Sunil Aranha, the CEO of ThinCats Australia which operates a Sydney-based P2P platform, said that it has given an average return of 13% to investors.
“We fill a gap of financing to SMEs and use traditional credit scoring methods supplemented by technology providers using big data analytics. “I would like to say there’s more ‘fin’ in our fintech,” the experienced former banker said in the panel discussion yesterday.
Meanwhile, the SC’s Ranjit said that the commission would introduce a regulatory framework for digital investment services next year.

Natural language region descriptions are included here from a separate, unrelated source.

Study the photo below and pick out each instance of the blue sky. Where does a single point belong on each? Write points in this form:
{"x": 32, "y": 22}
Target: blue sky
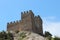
{"x": 49, "y": 10}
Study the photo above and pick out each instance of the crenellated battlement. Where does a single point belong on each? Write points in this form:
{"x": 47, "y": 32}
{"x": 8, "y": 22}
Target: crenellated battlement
{"x": 28, "y": 22}
{"x": 26, "y": 13}
{"x": 14, "y": 23}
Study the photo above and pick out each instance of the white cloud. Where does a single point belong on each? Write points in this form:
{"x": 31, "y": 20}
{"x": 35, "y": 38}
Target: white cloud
{"x": 52, "y": 27}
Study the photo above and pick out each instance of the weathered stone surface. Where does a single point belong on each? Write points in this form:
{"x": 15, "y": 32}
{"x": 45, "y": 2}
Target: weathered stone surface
{"x": 29, "y": 36}
{"x": 28, "y": 22}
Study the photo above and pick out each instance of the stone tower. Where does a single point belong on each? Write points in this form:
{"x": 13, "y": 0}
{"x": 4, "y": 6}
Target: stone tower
{"x": 28, "y": 22}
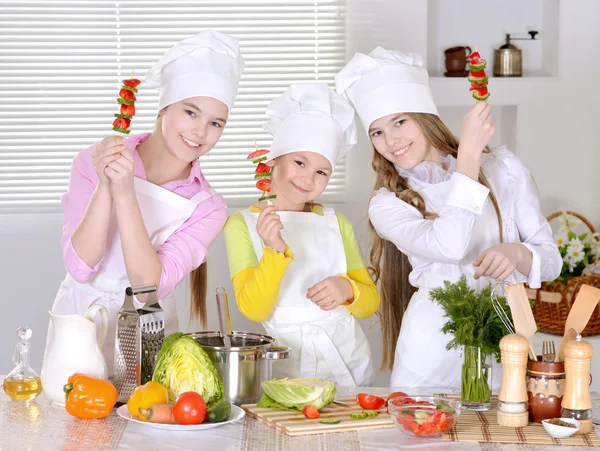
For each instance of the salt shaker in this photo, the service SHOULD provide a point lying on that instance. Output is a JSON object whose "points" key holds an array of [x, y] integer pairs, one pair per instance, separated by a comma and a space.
{"points": [[512, 400], [577, 402]]}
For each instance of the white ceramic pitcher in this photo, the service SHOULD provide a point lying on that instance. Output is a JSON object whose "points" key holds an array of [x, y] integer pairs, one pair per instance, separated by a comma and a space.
{"points": [[74, 349]]}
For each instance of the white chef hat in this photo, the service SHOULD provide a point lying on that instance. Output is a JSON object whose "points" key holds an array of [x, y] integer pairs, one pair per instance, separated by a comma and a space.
{"points": [[386, 82], [206, 64], [311, 117]]}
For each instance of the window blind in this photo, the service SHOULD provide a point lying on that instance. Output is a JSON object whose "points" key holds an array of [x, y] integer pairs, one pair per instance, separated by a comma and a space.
{"points": [[61, 63]]}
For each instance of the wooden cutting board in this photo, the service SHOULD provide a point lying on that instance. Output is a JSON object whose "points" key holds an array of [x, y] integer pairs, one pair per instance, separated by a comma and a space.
{"points": [[295, 423]]}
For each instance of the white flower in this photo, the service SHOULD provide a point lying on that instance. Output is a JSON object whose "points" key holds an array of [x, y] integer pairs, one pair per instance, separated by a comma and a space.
{"points": [[561, 238], [576, 255], [575, 245], [568, 222]]}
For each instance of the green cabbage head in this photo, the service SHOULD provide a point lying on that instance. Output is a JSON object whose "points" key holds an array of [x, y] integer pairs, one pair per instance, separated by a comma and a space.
{"points": [[182, 365], [297, 393]]}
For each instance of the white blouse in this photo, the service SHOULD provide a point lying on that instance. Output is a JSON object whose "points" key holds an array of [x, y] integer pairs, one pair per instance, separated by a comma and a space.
{"points": [[446, 247]]}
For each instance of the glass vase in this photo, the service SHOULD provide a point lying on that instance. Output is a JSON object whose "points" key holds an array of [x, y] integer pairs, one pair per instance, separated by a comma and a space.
{"points": [[476, 387]]}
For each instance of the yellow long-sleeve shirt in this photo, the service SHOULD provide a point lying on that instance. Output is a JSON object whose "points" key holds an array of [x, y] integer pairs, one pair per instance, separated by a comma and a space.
{"points": [[256, 284]]}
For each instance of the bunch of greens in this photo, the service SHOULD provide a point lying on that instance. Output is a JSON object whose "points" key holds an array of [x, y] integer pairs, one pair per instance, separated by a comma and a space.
{"points": [[471, 316], [182, 365], [295, 394], [477, 328]]}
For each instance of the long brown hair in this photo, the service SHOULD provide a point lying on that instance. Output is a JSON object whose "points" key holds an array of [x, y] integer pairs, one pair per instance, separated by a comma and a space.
{"points": [[389, 266], [198, 287]]}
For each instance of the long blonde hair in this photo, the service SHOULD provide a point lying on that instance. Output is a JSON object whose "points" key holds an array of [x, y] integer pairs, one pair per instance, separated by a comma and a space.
{"points": [[389, 266]]}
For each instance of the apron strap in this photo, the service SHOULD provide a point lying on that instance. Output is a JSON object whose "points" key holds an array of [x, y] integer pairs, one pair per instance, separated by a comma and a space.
{"points": [[308, 357]]}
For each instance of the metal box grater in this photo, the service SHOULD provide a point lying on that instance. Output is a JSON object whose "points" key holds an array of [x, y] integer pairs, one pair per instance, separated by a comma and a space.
{"points": [[139, 336]]}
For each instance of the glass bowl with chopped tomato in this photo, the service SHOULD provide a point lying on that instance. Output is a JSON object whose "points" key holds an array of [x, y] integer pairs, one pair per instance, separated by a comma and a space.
{"points": [[423, 416]]}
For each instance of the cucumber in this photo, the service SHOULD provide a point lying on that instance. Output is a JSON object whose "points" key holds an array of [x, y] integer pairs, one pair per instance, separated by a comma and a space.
{"points": [[478, 97], [479, 66], [476, 79], [330, 421], [129, 88], [219, 411], [121, 130]]}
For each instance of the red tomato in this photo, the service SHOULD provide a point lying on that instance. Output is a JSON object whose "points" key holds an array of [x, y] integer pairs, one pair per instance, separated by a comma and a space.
{"points": [[122, 123], [262, 168], [311, 412], [264, 185], [257, 154], [475, 58], [128, 110], [370, 402], [189, 408], [394, 395], [126, 94], [132, 83]]}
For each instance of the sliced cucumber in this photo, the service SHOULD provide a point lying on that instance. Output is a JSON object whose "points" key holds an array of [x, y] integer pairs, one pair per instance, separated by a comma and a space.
{"points": [[129, 88], [122, 101], [476, 79], [479, 66], [121, 130], [478, 97], [329, 421]]}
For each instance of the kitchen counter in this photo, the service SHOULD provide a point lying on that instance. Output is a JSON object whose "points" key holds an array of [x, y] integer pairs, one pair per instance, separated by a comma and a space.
{"points": [[40, 426]]}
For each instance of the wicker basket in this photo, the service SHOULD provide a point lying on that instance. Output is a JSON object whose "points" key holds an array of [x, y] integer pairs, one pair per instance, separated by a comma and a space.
{"points": [[553, 300]]}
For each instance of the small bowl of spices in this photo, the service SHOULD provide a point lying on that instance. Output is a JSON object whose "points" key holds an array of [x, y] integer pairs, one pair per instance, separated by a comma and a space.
{"points": [[561, 427]]}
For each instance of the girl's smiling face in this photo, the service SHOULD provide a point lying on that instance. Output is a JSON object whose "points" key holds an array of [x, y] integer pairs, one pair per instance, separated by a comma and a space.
{"points": [[399, 140], [192, 127], [298, 178]]}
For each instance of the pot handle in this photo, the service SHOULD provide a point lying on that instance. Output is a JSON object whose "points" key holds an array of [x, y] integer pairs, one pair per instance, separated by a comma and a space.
{"points": [[276, 353]]}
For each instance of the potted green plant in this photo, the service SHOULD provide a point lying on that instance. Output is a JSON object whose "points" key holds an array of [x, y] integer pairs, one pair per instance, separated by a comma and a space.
{"points": [[477, 329]]}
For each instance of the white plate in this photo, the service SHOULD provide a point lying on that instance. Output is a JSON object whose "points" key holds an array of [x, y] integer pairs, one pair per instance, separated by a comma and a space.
{"points": [[236, 414]]}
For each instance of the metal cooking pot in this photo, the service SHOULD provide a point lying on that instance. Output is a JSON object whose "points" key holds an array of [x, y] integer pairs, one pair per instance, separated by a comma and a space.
{"points": [[243, 366]]}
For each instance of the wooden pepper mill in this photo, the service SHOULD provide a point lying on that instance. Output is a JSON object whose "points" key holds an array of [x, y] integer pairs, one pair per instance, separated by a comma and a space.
{"points": [[512, 401], [576, 402]]}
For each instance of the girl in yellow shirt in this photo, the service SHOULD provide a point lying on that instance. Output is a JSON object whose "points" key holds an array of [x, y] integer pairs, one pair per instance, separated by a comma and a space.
{"points": [[296, 266]]}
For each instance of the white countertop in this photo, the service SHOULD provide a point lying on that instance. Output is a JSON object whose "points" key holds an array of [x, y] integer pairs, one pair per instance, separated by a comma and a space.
{"points": [[39, 426]]}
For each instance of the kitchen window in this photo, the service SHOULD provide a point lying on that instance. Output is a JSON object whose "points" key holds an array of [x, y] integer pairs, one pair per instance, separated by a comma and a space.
{"points": [[61, 63]]}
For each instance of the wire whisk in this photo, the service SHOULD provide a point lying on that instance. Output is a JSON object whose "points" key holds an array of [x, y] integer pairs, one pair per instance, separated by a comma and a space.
{"points": [[500, 311]]}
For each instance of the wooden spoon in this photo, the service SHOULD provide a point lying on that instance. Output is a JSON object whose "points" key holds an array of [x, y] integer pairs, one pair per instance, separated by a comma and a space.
{"points": [[582, 309], [570, 335], [522, 315]]}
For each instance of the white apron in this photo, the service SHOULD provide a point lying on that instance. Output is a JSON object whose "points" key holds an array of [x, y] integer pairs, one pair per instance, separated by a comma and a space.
{"points": [[421, 358], [325, 344], [163, 212]]}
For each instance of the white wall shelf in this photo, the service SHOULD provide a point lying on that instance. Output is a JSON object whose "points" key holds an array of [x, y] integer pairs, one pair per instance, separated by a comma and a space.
{"points": [[461, 22]]}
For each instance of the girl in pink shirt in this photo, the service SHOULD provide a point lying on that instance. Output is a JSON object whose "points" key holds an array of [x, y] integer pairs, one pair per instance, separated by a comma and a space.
{"points": [[139, 210]]}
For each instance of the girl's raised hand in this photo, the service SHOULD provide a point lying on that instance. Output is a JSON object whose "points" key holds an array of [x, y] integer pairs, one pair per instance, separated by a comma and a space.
{"points": [[331, 292], [120, 173], [269, 228], [104, 153], [477, 129], [500, 260]]}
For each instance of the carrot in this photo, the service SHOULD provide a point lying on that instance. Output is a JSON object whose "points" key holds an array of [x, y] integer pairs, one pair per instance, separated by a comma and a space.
{"points": [[159, 413]]}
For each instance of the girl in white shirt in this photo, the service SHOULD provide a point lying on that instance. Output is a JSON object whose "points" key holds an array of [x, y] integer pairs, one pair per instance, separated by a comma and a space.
{"points": [[441, 208]]}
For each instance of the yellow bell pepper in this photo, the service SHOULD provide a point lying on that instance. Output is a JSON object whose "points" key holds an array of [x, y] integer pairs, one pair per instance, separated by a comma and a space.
{"points": [[145, 396]]}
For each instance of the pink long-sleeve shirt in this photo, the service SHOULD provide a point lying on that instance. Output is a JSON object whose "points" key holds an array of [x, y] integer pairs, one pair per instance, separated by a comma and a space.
{"points": [[183, 251]]}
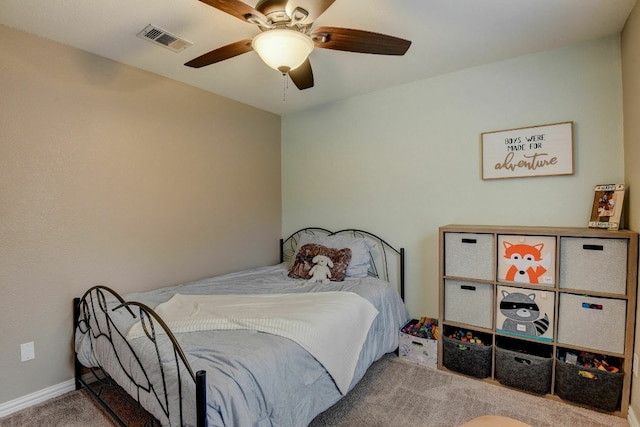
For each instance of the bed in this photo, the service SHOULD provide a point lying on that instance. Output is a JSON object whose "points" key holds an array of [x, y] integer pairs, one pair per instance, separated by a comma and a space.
{"points": [[261, 347]]}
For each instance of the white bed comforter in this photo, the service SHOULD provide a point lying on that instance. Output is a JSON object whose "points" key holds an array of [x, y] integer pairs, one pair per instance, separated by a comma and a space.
{"points": [[253, 378], [316, 321]]}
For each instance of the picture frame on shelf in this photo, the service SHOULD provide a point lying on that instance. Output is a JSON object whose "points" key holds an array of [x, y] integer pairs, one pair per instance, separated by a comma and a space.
{"points": [[606, 211]]}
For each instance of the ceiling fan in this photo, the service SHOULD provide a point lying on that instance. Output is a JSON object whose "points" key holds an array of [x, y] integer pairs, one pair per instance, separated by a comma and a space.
{"points": [[286, 39]]}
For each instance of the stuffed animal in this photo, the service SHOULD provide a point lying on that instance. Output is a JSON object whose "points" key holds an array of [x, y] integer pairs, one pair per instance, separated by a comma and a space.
{"points": [[320, 271]]}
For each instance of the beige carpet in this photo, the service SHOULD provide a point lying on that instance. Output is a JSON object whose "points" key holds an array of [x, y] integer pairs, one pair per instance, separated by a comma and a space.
{"points": [[396, 393], [392, 394]]}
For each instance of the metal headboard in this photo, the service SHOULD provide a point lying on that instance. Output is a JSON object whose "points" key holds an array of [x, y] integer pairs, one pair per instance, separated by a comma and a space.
{"points": [[386, 262]]}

“This will allow approved licences to offer automated discretionary portfolio management, which some may term as Robo-Advisors,” he said.
Finance Minister II Datuk Seri Johari Abdul Ghani, who delivered a speech during the SCxSC Digital Financing Conference yesterday, said the Government should take a page out of P2P platforms on how to be more transparent in its spending.
He recommended looking into using or adapting such platforms to be more inclusive with the public, by letting them know what the Government was doing and what it was spending on.
Johari made a comparison on how the Government gave out grants versus how market-based financiers had to be more upfront with their investors. “The rakyat want to see that the money they are paying as taxes is being spent in a responsible and transparent manner,” he said.
Referring to how P2P operators were required to furnish extensive details on the companies seeking funding, he said that a large open platform allowed for scrutinisation of the information and reduced skepticism among investors, adding that such measures were important and should be one of the Government’s steps in embracing digital technology.
Johari also commended the SC’s entry into digital markets by facilitating market-based financing avenues for SMEs like ECF and P2P.
He noted the fact that 11 companies managing to raise RM8mil in a short period since the launch proved that ECF was a viable option for SMEs.
The local SMEs play a key role in the country’s economy, contributing 36% of the country’s gross domestic product last year and 65% of total employment.
P2P financing has been proven successful globally in meeting the needs of SMEs seeking funding for growth, with US$25bil raised globally last year and is estimated to grow to US$96bil in 2025.
“I must add that innovation should not purely be the domain of start-ups and entrepreneurs, as I also hope to see our traditional capital market players push forward with their own digital and innovation programmes to remain competitive,” said Johari.